Goose AI Agent with a Local LLM — Bench

Goal

Connect Goose — Block’s open-source AI agent — to the local llama.cpp server instead of OpenAI. Run real agentic tasks fully offline.

Installation

brew install block-goose-cli

Configuration

Ran goose configure. Selected OpenAI as the provider (since llama.cpp exposes an OpenAI-compatible API), skipped the API key, and pointed the host and base path at the local server:

OPENAI_HOST:      http://localhost:8080
OPENAI_BASE_PATH: v1/chat/completions

Selected model: Qwen2.5-Coder-3B-Instruct-Q4_K_M.gguf

Config saved to ~/.config/goose/config.yaml.

First Test

Started a session with goose session and gave it a straightforward task:

Write a python script that takes in a number and multiply it by 1729 and return the answer

Goose returned a TypeScript block via execute_typescript — not Python, and no file was written.
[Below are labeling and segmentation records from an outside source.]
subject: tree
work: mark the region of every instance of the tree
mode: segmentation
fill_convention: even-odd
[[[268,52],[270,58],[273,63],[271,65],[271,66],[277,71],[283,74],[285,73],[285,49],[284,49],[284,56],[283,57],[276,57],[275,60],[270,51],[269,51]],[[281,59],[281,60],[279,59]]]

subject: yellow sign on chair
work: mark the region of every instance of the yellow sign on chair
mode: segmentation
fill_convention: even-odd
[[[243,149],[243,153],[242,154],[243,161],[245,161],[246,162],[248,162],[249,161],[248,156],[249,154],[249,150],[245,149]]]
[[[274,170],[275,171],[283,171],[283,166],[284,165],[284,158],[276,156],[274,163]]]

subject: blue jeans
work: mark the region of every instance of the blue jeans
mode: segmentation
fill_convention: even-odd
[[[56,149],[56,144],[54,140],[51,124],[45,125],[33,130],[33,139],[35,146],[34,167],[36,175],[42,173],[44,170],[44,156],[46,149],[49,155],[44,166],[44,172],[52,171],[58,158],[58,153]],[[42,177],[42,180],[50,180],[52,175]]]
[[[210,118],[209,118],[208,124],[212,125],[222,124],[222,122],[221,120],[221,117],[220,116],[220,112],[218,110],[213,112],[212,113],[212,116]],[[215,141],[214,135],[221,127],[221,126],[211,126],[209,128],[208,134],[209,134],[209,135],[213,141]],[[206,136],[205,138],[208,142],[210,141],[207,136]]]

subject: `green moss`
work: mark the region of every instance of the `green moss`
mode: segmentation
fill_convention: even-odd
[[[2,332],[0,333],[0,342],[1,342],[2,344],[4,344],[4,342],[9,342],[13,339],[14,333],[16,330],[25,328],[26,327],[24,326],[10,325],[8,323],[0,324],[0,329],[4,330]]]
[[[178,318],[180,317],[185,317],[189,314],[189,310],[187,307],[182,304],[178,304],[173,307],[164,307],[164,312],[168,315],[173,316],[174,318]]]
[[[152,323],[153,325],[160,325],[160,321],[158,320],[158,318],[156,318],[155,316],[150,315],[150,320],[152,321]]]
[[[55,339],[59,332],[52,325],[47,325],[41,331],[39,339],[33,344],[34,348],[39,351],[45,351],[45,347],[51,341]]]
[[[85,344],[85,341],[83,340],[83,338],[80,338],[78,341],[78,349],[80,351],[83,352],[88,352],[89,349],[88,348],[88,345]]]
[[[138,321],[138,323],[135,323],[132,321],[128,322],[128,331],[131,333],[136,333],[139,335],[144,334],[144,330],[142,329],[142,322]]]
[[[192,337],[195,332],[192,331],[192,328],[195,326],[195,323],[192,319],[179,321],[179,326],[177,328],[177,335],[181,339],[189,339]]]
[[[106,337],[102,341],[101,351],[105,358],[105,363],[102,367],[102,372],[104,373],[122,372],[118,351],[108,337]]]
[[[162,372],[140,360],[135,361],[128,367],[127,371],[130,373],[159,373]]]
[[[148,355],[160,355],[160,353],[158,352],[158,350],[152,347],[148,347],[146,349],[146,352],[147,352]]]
Time to respond: ~6s.

Two problems:

Wrong language (TypeScript instead of Python)
Tool call formatted as text output, not actually executed

Being More Explicit

Tried a more directive prompt:

Write a Python script to a file called multiply.py that takes a number as input, multiplies it by 1729, and prints the result. Use the write_file tool to save it.

The model responded in 5.15s with:

{
  "name": "write",
  "arguments": {
    "path": "./multiply.py",
    "content": "def multiply_number():\n    number = int(input('Enter a number: '))\n    result = number * 1729\n    print('Result:', result)"
  }
}

Better — correct language, correct tool name, correct file path, correct number. One issue remains: the file still wasn’t on disk — Goose printed the tool call as text output rather than executing it.

What’s Actually Happening

The 3B model can format a tool call correctly when the prompt is explicit enough. It knows the shape of the answer. But it doesn’t close the loop — it outputs the JSON as a response rather than signaling to the Goose runtime that it wants to invoke a tool.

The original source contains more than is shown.